Marine Corps Air Station Iwakuni, Japan

MCAS Iwakuni is a mission-ready air station, capable of providing continuous base-operating support for tenant organizations and follow-on U.S. and allied forces during training, combat or contingency (HA/DR) operations throughout the Indo-Asia Pacific region.
Fighting fires for fuels future

By Pfc. Benjamin Pryer | | December 15, 2011

Bulk fuel specialists with Marine Wing Support Squadron 171 completed annually-required training, with help from Aircraft Rescue and Firefighting, at the burn pit near the harbor here Dec. 8.

 “Once a year MWSS-171 bulk fuel specialist Marines come out and do this training to stay proficient in their job skills,” said Gunnery Sgt. Robert A. Rudolph, MWSS-171 ARF embarkation chief. “They pump fuel every day so if fuel catches fire they have to know how to put it out.”

This annual training is required for all Marines here who work with fuel.

“Working with fuel all day long, the Marines have to be ready to deal with whatever may happen,” said Rudolph.

All Marines who participate in the training, whether putting out fires or working around the burn pit, are required to wear proper safety gear.

“Safety is paramount,” said Staff Sgt.
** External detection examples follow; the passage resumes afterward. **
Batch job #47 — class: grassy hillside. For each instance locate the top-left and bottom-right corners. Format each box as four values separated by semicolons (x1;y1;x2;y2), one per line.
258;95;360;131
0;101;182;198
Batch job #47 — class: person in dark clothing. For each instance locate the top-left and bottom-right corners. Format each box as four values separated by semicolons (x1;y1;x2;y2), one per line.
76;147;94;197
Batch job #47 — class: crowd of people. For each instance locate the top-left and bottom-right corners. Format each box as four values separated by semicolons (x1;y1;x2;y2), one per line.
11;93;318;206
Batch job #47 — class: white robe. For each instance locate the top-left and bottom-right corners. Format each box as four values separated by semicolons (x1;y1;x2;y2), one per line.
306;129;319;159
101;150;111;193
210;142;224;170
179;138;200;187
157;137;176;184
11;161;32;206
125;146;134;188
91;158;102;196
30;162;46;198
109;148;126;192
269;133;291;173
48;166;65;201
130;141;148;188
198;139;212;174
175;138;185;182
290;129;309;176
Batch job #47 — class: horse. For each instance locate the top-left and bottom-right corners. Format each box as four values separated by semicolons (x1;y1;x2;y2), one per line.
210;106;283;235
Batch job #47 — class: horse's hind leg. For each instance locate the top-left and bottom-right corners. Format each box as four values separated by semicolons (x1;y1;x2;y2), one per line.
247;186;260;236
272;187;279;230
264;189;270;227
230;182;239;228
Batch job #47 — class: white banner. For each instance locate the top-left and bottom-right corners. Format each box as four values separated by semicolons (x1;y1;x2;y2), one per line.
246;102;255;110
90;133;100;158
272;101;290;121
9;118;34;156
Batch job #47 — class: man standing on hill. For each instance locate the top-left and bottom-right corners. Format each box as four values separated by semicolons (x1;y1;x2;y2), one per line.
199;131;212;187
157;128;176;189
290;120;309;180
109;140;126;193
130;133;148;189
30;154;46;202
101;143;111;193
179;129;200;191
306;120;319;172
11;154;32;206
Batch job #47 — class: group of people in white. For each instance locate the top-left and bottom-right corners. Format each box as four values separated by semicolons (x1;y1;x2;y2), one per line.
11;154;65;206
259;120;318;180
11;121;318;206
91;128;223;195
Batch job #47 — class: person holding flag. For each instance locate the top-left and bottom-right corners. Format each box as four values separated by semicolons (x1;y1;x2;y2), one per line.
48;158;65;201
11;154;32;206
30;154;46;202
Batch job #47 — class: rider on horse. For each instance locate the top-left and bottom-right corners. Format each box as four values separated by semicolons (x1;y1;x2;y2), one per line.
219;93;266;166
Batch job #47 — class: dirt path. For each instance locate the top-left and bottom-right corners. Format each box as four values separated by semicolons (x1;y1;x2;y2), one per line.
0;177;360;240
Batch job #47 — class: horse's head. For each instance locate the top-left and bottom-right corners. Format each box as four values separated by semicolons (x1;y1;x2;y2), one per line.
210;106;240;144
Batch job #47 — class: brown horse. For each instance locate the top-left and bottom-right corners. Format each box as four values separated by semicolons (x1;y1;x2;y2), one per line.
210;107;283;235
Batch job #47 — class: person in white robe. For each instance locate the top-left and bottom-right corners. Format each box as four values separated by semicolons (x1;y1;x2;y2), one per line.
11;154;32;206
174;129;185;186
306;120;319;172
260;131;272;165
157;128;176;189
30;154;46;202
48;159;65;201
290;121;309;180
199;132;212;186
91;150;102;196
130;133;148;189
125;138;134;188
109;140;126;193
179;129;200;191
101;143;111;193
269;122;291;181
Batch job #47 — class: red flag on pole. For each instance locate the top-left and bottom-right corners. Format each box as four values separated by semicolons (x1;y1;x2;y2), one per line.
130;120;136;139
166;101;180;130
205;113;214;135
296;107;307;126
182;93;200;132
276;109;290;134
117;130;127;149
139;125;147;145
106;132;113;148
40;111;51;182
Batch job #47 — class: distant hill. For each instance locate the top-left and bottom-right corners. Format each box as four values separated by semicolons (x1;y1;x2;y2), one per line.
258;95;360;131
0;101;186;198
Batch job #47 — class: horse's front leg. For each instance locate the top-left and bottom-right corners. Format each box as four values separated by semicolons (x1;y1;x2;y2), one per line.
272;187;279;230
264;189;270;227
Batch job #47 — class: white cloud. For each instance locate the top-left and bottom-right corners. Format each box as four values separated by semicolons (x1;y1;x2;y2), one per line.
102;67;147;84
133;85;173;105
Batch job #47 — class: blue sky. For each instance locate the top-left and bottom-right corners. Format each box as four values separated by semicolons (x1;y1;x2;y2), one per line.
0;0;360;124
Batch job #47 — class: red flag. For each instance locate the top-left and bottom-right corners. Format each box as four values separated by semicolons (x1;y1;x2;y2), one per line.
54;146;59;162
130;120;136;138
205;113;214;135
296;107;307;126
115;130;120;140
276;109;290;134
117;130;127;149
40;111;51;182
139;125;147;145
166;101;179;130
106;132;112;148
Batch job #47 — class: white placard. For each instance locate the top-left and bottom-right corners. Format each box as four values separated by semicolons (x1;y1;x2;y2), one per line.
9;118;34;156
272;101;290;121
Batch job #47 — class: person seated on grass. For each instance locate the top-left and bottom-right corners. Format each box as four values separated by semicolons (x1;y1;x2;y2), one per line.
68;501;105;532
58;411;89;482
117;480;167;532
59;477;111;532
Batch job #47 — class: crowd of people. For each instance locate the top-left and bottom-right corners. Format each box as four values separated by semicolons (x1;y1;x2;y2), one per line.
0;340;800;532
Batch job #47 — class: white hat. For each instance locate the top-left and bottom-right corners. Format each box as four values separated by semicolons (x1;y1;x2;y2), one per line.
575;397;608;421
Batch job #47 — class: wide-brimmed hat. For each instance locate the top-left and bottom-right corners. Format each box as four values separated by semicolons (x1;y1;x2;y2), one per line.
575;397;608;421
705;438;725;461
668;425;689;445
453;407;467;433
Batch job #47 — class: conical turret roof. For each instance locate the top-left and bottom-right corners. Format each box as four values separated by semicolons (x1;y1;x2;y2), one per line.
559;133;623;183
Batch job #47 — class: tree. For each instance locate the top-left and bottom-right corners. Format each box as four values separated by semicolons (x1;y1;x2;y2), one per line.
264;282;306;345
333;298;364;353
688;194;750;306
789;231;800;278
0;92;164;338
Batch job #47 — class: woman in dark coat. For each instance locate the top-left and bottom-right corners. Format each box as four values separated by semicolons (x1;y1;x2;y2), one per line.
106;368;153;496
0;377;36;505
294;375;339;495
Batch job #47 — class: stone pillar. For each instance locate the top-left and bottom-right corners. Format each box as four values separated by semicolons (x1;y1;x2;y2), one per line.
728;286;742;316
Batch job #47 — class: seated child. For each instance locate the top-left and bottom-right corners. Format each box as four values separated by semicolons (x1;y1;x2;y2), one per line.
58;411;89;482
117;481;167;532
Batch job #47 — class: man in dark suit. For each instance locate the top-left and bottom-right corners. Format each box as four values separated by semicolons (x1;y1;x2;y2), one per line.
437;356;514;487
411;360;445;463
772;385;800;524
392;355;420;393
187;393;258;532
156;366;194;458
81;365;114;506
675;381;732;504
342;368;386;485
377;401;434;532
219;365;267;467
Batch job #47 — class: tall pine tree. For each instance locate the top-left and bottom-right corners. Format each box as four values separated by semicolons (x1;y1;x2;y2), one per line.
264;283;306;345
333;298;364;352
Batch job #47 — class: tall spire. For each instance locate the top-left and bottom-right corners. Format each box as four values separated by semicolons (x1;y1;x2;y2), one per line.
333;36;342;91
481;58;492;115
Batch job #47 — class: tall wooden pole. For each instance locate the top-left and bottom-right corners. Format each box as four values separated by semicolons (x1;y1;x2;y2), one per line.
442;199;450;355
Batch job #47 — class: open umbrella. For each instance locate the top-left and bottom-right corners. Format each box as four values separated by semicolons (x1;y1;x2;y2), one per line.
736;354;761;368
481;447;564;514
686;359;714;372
Nathan K. Lanham, MWSS-171 ARF section one leader. “You can never emphasize (safety) enough.”

The proximity gear that the Marines wear protects every part of their body and can prevent injuries if a wind change were to turn flames toward the Marines.

“We want the Marines to be confident when it comes to their job, to be able to deal with fires efficiently and effectively,” said Lanham. “This training is done to make sure the Marines are comfortable with the gear they use every day.”

Marines worked in pairs of two per water hose, switching off which Marine controlled the hose so both Marines gained experience spraying the flames and guiding the other Marine.

“We do this training to be the best at what we do every day,” said Lance Cpl. Frank Rodriguez, MWSS-171 bulk fuel specialist.

The heat from the flames could be felt on anything or anyone who approached the blaze too closely.

“We deal with fuel every day, so we need to know every aspect of our job,” said Rodriguez.

Marines with ARF perform this training at least once yearly to meet the safety requirements for their job.